Painting Kolkata blue

Published March 4, 2012

 SOME firm of public relations consultants has persuaded the West Bengal state government that all official buildings and assets in Calcutta, right down to the lane dividers on highways, should be painted light blue. Taxis and other public services that require licences will also have the blue paint, and owners of private property will be asked to do the same, with tax cuts for those who comply.

It’s all about branding, really. West Bengal got a new government last year, after 34 years of communist rule, and the state’s new rulers decided that the capital city, Kolkata, needs a new colour scheme. As Urban Development Minister Firhad Hakim told The Indian Express newspaper, “Our leader Mamata Banerjee has decided that the theme colour of the city will be sky blue because the motto of the new government is ‘the sky is the limit’.”

Well, why not? If the state of Rajasthan can have both a ‘pink city’ (Jaipur) and a ‘blue city’ (Jodhpur), why shouldn’t Kolkata brand itself as ‘the other blue city’? However, Jaipur is naturally pink because of widespread use of terracotta, and in Jodhpur the residents got out their paint brushes voluntarily, whereas the West Bengal state government is spending a reported Rs800m on making Kolkata blue.

Kolkata’s leading newspaper, the Telegraph was so swept away by the wonderfulness of the concept that it wrote a fulsome editorial about it. “Finding the right colour combination is undoubtedly the crucial first step in making a city safer, healthier, cleaner and generally more user-friendly for its inhabitants,” the newspaper wrote.
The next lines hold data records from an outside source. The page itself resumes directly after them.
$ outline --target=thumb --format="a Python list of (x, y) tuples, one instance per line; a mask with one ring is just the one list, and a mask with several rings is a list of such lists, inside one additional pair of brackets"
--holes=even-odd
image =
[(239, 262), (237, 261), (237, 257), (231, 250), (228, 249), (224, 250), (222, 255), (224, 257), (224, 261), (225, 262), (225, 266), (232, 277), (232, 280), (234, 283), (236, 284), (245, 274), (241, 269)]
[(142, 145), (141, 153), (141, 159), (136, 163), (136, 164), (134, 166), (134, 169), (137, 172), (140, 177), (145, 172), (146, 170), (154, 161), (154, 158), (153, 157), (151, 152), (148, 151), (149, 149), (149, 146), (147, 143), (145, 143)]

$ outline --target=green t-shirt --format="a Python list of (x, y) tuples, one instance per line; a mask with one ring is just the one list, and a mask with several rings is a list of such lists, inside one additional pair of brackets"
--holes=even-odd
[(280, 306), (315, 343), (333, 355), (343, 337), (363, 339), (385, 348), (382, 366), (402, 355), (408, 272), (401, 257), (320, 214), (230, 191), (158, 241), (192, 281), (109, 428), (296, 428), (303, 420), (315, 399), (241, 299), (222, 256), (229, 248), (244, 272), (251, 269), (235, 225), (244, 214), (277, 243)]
But there is a better way for Kolkata to spend most of its available money on sewers and garbage disposal, roads and buses, pollution control, art galleries and the airport.
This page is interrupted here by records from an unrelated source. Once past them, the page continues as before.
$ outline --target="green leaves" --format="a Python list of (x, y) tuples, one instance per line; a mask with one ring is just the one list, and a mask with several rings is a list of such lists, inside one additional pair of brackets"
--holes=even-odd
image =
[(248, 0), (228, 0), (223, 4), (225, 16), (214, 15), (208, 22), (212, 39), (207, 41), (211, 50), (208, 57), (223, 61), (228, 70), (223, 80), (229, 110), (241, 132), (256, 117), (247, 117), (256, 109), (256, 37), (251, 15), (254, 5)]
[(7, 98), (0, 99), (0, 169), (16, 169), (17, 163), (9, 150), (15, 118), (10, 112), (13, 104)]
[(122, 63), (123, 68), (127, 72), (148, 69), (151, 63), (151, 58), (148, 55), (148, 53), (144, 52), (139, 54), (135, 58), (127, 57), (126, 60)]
Kolkata was the capital of British-ruled India for two centuries. For much of that time it was the second-largest city in the British empire, only surpassed by London. So the centre of the city was full of Georgian and Regency buildings that reflected the city’s power and wealth at that time. Most of them are still there.

Kolkata was poor for a long time, so it hasn’t had the money to erase its past in the way it is happening in other Asian big cities.
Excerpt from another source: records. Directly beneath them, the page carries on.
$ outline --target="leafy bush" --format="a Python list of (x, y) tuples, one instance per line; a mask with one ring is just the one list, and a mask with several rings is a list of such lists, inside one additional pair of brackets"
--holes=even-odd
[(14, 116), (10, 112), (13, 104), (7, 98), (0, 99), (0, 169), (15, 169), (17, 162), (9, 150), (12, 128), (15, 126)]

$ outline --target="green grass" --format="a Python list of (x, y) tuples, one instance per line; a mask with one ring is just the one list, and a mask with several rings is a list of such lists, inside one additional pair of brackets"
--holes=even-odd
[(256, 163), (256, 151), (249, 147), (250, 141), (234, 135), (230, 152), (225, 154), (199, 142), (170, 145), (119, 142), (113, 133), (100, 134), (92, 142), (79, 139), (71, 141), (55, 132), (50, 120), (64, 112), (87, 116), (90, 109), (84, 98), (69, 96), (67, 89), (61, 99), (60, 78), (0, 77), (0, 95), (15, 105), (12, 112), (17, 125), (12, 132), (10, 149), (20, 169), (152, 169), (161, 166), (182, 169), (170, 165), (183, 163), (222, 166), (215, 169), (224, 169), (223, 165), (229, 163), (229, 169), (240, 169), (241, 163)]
Almost all Chinese cities have already destroyed their architectural heritage, and beautiful cities like Hanoi are working at it full-time. Kolkata’s wonderful buildings are in dreadful shape, and soon it will find enough money to start destroying them wholesale.

There is a better way. Fifteen years ago I was walking up Bentinck Street, surrounded by the chaos of cars and trams and the crumbling buildings festooned with washing lines and movie posters. I came round a slight bend in the road — and saw a miraculous sight.

It was a four-storey town house restored to all its former glory: the stucco replaced, the balconies repaired, the whole thing repainted in the mustard-yellow colour that was fashionable in the late 18th century. It was in a row of other such houses that were still rotting, and suddenly I realised what central Kolkata used to look like.

I don’t know if that particular house has fallen into disrepair again, but I do know that the example did not work although it could work. Since labour isn’t expensive in the city, it’s cheaper to restore than to destroy and rebuild. If Kolkata started now, it could have a city centre that is the envy of Asia in 10 years.

Alternatively, the West Bengal government could push the blue business a bit further. After all, nothing exceeds like excess.